= Battle of Schwarze Lackenau =

The battle of Schwarze Lackenau was a minor battle during the War of the Fifth Coalition which was fought near Vienna on 13 May 1809 and was an unsuccessful attempt by the French army to cross the river Danube on the isle of Schwarze Lackenau near to the hamlets of Jedlesee and Floridsdorf.

After the fall of Vienna, Napoleon was looking for ways to cross the Danube to engage the Austrian Hauptarmee led by the Archduke Charles. On 13 May 1809 troops under general de division Saint-Hilaire attempted to cross to the Schwarze Lackenau to establish a base for further operations. The isle was about 3 kilometer long and 500 to 100 meter in width and was separated from the northern Danube shore by a small water arm called the Schwarze Lacke (“Black Water”). The isle was connected to the northern shore by a small weir.
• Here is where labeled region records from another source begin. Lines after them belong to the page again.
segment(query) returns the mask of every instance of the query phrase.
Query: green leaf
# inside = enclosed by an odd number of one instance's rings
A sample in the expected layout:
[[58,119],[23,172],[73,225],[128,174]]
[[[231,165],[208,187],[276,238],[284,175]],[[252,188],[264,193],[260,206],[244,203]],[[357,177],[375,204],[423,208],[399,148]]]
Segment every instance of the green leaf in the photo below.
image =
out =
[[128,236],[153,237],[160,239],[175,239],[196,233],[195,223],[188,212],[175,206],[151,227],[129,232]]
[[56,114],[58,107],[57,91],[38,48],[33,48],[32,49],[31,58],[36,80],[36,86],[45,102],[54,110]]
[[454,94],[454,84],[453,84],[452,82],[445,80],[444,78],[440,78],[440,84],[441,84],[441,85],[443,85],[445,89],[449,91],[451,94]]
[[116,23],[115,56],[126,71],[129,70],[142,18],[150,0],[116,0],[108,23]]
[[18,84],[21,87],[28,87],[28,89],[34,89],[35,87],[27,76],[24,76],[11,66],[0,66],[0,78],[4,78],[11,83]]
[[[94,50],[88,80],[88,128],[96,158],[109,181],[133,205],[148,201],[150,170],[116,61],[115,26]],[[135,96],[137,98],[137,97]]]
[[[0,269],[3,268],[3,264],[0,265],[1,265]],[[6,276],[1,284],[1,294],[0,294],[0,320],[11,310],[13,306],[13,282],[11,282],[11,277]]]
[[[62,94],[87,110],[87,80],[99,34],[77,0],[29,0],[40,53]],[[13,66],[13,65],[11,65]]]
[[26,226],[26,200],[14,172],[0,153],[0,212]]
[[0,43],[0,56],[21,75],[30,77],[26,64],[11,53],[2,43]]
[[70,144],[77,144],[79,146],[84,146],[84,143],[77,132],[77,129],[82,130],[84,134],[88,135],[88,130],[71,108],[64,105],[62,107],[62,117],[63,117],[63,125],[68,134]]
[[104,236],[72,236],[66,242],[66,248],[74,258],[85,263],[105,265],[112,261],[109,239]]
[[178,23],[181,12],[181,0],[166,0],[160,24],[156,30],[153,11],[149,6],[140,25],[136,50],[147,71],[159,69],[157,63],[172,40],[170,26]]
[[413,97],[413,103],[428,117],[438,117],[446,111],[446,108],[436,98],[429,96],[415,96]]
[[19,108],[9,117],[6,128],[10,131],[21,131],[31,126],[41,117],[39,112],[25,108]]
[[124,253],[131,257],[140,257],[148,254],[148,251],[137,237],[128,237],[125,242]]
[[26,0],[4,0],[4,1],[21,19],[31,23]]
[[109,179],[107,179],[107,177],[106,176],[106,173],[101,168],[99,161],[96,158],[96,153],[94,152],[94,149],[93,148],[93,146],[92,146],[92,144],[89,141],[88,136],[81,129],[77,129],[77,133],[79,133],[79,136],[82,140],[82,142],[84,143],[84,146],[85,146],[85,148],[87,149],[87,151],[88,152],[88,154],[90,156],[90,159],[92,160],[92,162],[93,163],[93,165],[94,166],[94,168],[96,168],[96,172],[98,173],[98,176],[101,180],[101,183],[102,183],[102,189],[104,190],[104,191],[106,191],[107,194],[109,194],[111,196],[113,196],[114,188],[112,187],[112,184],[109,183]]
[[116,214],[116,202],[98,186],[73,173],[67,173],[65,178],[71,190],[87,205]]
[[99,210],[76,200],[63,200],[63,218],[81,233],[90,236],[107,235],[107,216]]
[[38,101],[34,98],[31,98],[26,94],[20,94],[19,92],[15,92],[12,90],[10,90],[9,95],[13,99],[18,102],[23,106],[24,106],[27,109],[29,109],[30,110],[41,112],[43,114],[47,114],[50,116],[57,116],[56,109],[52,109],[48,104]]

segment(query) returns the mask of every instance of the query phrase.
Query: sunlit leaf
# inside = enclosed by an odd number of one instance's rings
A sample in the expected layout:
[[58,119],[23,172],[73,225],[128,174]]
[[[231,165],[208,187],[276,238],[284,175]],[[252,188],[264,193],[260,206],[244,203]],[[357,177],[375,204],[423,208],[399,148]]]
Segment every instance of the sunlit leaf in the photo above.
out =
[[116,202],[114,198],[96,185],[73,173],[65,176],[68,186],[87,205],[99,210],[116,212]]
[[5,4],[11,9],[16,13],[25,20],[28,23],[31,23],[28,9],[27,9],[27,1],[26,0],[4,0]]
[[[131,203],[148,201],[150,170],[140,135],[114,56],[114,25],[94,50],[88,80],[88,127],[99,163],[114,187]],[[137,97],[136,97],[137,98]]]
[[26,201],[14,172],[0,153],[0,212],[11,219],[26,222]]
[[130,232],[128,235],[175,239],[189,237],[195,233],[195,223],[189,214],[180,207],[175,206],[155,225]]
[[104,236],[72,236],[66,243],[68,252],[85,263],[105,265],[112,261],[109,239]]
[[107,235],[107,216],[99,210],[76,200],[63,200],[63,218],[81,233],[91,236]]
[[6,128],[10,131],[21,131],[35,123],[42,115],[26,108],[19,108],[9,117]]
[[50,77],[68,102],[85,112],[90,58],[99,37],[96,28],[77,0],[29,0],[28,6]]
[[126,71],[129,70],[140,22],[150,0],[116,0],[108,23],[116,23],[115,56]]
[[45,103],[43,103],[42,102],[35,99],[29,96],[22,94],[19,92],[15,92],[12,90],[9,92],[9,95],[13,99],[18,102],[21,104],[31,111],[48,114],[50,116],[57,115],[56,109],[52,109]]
At 2 PM Saint-Hilaire sent three compagnies of voltigeurs from the 72nd Ligne by boat to the isle and by 4 PM those troops had reached the other side of the isle where they were noticed by Austrian outposts stationed on the northern Danube shore. As a first reaction colonel von Csollich, the chief of staff of FML Hiller of the VI Corps, sent a unit of Landwehr to reconnoiter and the leading company collided with the French troops which chased the Austrians towards the dyke. Meanwhile, Csollich had ordered the rest of the Landwehr battalion to cross in order to delay the French advance until regular Austrian army troops could reinforce the Landwehr. By the time the first regular troops – Infantry regiment Kerpen nr. 49 – reached the scene the Landwehr units were crumbling. The Austrian regular troops managed to hold the line and to push back the 72nd Ligne towards the hunting lodge situated at the southern side of the isle. The French managed to hold the line there and were reinforced by troops from the 105th Ligne and were supported by an artillery battery of 26 guns placed by Napoleon on the southern shore of the Danube.

By 7.30 PM, the Austrians led by major O’Brien managed to use a fence as cover to outflank the French line. This attack unhinged the French line and led to the collapse of the French position. Ultimately the French troops remaining on the isle were forced to surrender to the Austrian troops.

The French lost about 700 men from a force of about 1000 which had been put across the river. The Austrians lost about 300 men from Kerpen and about 150 Landwehr. The attempt at Schwarze Lackenau alerted the Austrians to the vulerability of the location and they took measures to better safeguard the position. It caused Napoleon to look at a different crossing site and his next attempt a week later led to the battle of Aspern-Essling.